138 minutes/Opens tomorrow/**1/2

The story: The crew are now happily settled back in Los Angeles following the events of the previous film. But black ops-trained assassin Deckard Shaw (Jason Statham) appears, seeking to avenge the death of his brother, Owen (Luke Evans). In the meantime, the team has to carry out a series of heists for Mr Nobody (Kurt Russell), a representative of a shadowy government agency. The schemes will take the crew to the mountains of Eastern Europe and Abu Dhabi, ending back in Los Angeles.

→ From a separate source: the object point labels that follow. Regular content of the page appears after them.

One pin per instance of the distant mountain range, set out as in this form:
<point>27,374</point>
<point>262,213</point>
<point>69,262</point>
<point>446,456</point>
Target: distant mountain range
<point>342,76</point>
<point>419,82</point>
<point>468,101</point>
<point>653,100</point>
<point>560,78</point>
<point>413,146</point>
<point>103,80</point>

As Michelle Rodriguez told the press last week in Beijing in her usual blunt manner, nobody at the studio cares what you do with the story as long as the action scenes are great. And action is served, at timed intervals and in oversized portions, like a four-course meal at an American rib restaurant.

The "plot", if you want to stretch the meaning of the word to include the goings-on in this enterprise, is a formality and, often, you get the feeling that its makers consider it a nuisance.

Try to remember what happened in the last few Fast & Furious films and it will blend into one head-crushingly loud montage of vehicles flipping and exploding.

Some have compared the structure of the Fast movies to a video game; others say it is more like a Western or martial arts movie in which a band of renegades roam the earth having adventures.

What this assortment of stunt "bits" - some loud, involving crashing cars, and some softer, involving "feelings" - looks more like is the Jackass (2002-2011) series of movies, except without the humour or creativity.

The latest movie in the multi-billion- dollar property that is the Fast franchise is the first for director James Wan and it is his first feature to not be about devil dolls or serial torturers (Saw, 2004; The Conjuring, 2013).

If he has placed his stamp on the franchise, it is not visible here. Like the sixth movie in 2013, this seventh work has a scene in which cars face off military hardware and another with cars jumping off an airplane. Wan just makes everything louder and last longer.

This goes well beyond deja vu. Following formula is for amateurs; the Fast makers know that self-plagiarism is easier and more profitable.